You can now begin to write your document.
Write
R Markdown documents contain the text of your report (visible to your audience), plus the code to generate values, plots, tables, etc (output visible but code not visible, unless you choose to show it).
Body text
Now you can write your documents as you would normally would: just start typing the text in an empty area.👩💻
The main difference from ‘mainstream’ word processors is how you format your text (e.g. bold, hyperlinks, etc). Instead of highlighting text and selecting options from a menu, you use code to describe how your plain text will appear when the document is knitted.

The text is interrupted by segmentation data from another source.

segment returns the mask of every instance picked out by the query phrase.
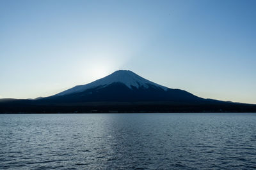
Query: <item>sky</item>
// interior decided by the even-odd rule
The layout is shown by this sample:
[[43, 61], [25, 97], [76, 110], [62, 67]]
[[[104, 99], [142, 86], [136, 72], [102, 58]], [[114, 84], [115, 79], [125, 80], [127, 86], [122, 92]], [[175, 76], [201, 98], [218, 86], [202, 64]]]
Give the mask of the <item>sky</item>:
[[0, 1], [0, 98], [129, 69], [204, 98], [256, 104], [256, 1]]

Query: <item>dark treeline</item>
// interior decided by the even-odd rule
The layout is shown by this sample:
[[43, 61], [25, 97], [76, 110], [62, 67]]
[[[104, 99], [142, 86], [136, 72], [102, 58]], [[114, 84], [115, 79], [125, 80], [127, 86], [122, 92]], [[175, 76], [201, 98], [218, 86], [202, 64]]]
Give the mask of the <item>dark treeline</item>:
[[228, 103], [218, 104], [177, 104], [146, 103], [87, 103], [83, 104], [0, 103], [1, 113], [243, 113], [255, 112], [256, 105]]

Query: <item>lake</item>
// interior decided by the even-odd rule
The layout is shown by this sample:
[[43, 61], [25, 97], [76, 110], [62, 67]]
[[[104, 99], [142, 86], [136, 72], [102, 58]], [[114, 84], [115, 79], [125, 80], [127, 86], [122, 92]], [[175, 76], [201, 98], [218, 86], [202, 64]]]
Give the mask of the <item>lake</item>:
[[256, 168], [256, 113], [0, 115], [0, 169]]

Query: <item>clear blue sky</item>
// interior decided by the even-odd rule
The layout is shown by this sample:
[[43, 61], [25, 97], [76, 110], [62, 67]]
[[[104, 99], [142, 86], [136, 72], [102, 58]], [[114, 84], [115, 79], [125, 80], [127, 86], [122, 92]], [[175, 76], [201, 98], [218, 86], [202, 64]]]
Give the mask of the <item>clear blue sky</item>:
[[117, 69], [256, 103], [256, 1], [0, 1], [0, 97], [47, 96]]

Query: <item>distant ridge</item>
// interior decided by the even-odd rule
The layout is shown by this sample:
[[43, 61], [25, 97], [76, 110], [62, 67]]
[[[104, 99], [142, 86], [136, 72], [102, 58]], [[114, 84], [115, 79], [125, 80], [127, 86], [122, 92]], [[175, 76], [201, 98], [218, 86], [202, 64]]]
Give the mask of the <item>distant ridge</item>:
[[129, 70], [47, 97], [0, 99], [0, 113], [112, 112], [256, 112], [256, 105], [204, 99]]

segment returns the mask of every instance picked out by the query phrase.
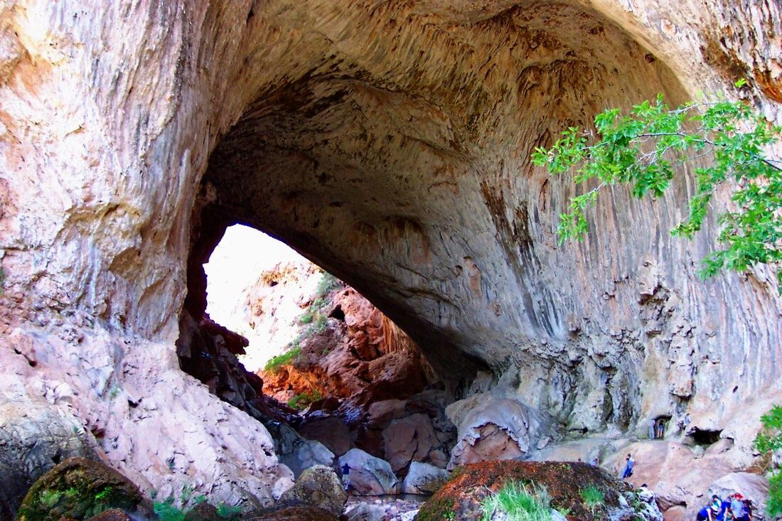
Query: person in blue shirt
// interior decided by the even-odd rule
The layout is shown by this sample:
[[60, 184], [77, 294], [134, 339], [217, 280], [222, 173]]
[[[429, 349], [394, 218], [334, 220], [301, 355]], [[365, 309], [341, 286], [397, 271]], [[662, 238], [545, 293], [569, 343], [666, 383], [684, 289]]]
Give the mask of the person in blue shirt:
[[343, 471], [343, 486], [345, 487], [345, 490], [346, 490], [350, 487], [350, 465], [348, 465], [347, 463], [345, 463], [345, 465], [342, 466], [342, 471]]
[[622, 472], [622, 480], [633, 476], [633, 467], [635, 466], [635, 460], [633, 459], [633, 455], [627, 455], [627, 458], [625, 458], [625, 471]]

In other words you need to ‘mark up’ your text to show where and what formatting should occur. Markdown, invented by John Gruber, is a popular system for marking up plain text; R Markdown is simply a variation of it.
Here’s an example of some plain text that’s been marked up using R Markdown. The output once rendered is shown immediately below it.
Here is an example of *italic text* and **bold text**.
> A quote
And an unordered list:
* this item is an equation: $A = \pi*r^{2}$
* this is a [hyperlink](https://www.youtube.com/watch?v=dQw4w9WgXcQ)
* this is ^superscript^
Here is an example of italic text and bold text.
A quote
And an unordered list:
- this item is an equation: \(A = \pi*r^{2}\)
- this is a hyperlink
- this is superscript
There’s way more options than shown here. For example, you can set headers with hash marks (#), using one hash for a top header, then two, then three, etc. See the reference guide and cheat sheet for a lot more examples.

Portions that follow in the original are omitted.